When it comes to customer interaction, I like to "Sell it Like Serhant" and perform the 3 F's. This is how I start every day when I get into my office. I perform these tasks first before anything else.

  1. Follow Up - I never expect people to get in touch with me. Instead, I follow up with active clients every single day in some form or fashion.

  2. Follow Through - I do what I said I'm going to do. Remember, these are not just clients, they are relationships so if I told a customer that I would get back to them with something, I check and double check that I deliver and on time.

  3. Follow Back - I keep in touch with past clients. The relationship does not end at the closing so I constantly check to see how we are doing and ask how we can do better. I also strive to touch base with clients I lost because things change.

My ultimate goal is to have an omnipresence. I want everyone in my industry to know who I am, where I am, and how to get ahold of me - even my competition. You can't do this unless you take massive action. Here are a few examples of things I do on a daily, weekly, and monthly basis to help reach my goal of an omnipresence.

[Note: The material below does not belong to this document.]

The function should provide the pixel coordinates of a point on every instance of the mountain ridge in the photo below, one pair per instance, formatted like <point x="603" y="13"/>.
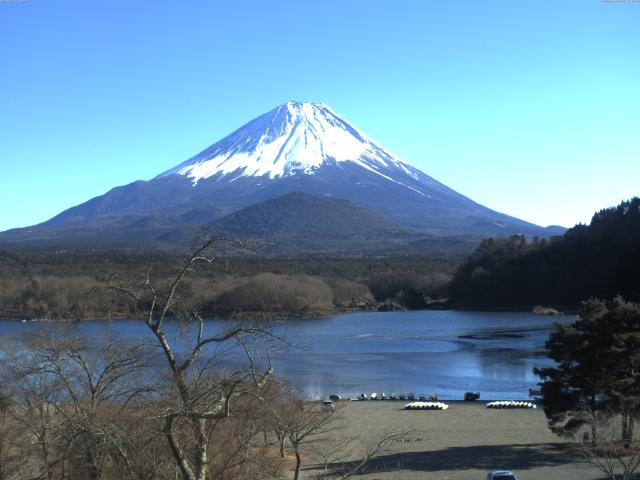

  • 3 F's (described above)

  • Post at least 3x a week on LinkedIn (build a following)

  • Like 5+ posts a day on LinkedIn (your contacts see your activity)

  • Host an event at least once a month (your competitor is)

  • Prospect daily (lifeblood of the business)

  • Send unsolicited proposals monthly (why not?)

  • Attend at least one industry event a month (don't be lazy)

  • Take someone to lunch 3+ times a week (strive for 5!)

  • Work remotely somewhere in public (you can't bump into anyone new at home)

  • Meet someone new every day (or three)

"Success is the sum of small efforts repeated day in and day out." - Robert Collier


If you have read a lot of my posts, you have definitely come across me referencing the sales methodology MEDDIC. I follow this method religiously and it's a vital tool I lean on to help me run deals as effective and efficient as possible. For those familiar with MEDDIC, you know that the "C" stands for Champion and we all know that if you don't have a champion - you don't have a deal.

  • Champion: This is the person inside the customer's organization who will "sell" for you when you are not there. They are your biggest advocate and have strong influence in the deal and often can make decisions.

Because of this, I emphasize a lot of time and effort into developing a champion or even better, champions in any given deal. It really stems down to a three step process when it comes to champion building:

  1. Identify - First, it's important to identify who has the potential, willingness, and criteria to be your champion. They must be someone who has power and influence in the deal so more often than not, they have a management title. Typically a Champion has a strong personality and they are well-known in the organization and have a track record for getting deals done. Lastly, they have to be someone that has some sort of personal gain in the deal such as a job promotion, monetary bonus, strong recognition, or are avoiding job loss.

  2. Develop - Next, it's time to start building rapport with your identified champion. The key first step to this is to listen empathetically. This will help you understand their pains, goals, personal gains, success criteria, desired outcomes, etc. as it relates to the project. Make everything about them in all of your interactions. You will start to create trust and rapport that will allow you to further develop a relationship and start making them a believer in what you are selling. You will know when your Champion is becoming real when you start seeing them sell for you and are influencing others to get on board.